Allí mismo, en la cara esta la boca. En si misma es una maravilla porque por ella transitan tantas cosas y hay en ella tantos recuerdos maravillosos, desde sentir crecer los dientes, los balbuceos. Allí, habita la palabra con todas sus circunstancias. La palabra que nació hace muchos miles años como un gruñido que quería decir algo y no decía nada si no se señalaba con la mano. La vista, el oído, el olfato y el tacto ya estaban ¿Dónde se ocultaban la palabra, las voces, los cantos? Qué maravilla debió haber sido la primera palabra y las que poco a poco sobrevinieron. A partir de allí, somos otros seres humanos porque con la palabra hablada y muchos años después con la palabra escrita surgieron los poetas, los que narraban historias, los copleros. Tuvo que pasar mucho para esto.

A veces perdemos de vista estos que nuestros antepasados crearon, desde lo gruñidos a la palabra oral y desde la pintura rupestre a la escritura. De la invención de la  palabra, surgieron los grandes oradores y los predicadores anunciadores te las temibles postrimerías: Juicio, infierno, purgatorio y gloria.

La voz, la maravillosa voz que comunica, canta, proclama y da el grito para invitar a la Independencia y la Revolución de los pueblos. La boca, a la que después de un brindis acercamos la copa para luego paladear el sabor casi milagroso de un buen vino. La boca que aspira el humo de un cigarro, que besa, que canta, que suelta palabras que hacen temblar, que besa y sonríe. Y allí, justo en la sonrisa participan el brillo de los ojos y entonces, llega 6ambién el concierto de los sentidos cuando la piel se sonroja ante la otra mirada, la del o la amante. La cara entonces es un haz de luz y de emoción y se convierte en poema como El Cantar de los cantares o en oración como los Salmos.

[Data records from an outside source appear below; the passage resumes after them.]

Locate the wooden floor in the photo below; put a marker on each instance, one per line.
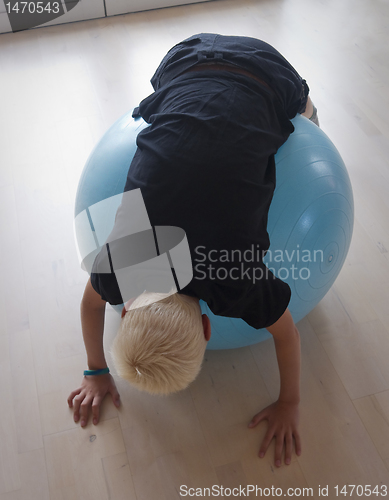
(61, 88)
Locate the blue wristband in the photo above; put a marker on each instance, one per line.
(103, 371)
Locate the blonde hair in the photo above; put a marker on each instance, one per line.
(160, 344)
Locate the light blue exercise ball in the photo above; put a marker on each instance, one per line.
(310, 220)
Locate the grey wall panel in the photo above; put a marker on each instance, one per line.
(115, 7)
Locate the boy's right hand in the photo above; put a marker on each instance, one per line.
(90, 396)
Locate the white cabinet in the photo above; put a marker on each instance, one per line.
(83, 10)
(92, 9)
(115, 7)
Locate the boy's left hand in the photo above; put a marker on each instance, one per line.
(283, 419)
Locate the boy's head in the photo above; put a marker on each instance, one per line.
(161, 342)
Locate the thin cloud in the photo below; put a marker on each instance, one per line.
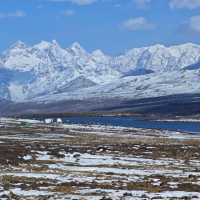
(17, 13)
(77, 2)
(68, 12)
(188, 4)
(142, 4)
(136, 24)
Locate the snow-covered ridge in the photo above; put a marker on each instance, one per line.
(47, 69)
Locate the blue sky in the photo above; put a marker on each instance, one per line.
(111, 25)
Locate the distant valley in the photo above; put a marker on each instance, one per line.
(47, 74)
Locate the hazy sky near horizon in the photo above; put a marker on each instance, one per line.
(111, 25)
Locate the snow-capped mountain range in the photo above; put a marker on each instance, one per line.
(48, 72)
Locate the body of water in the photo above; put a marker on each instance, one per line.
(126, 121)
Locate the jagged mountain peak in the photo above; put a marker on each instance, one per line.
(50, 67)
(77, 49)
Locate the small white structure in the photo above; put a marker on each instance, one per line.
(48, 121)
(59, 121)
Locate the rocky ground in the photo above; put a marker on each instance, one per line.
(58, 162)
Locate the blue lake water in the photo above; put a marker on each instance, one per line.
(191, 127)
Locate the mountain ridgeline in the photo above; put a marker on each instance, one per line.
(46, 72)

Entonces, que nadie me pregunte: ¿Por qué con los ojos en la cara? Yo solo pensaré que hace falta mucho para que me de a entender. Nos veremos en la próxima entrega; algo se  me ocurrirá con todo lo que está pasando en esta realidad que duele y que muchas veces es amarga hasta la desesperanza. Ahora mismo, estoy evocando con un poco de compasión real y tristeza, el rostro duro y ahora dolorido por el desconcierto, del general Cienfuegos y allí, en todo el esplendor de la sorpresa y de un futuro tenebroso y totalmente incierto, los ojos en su cara.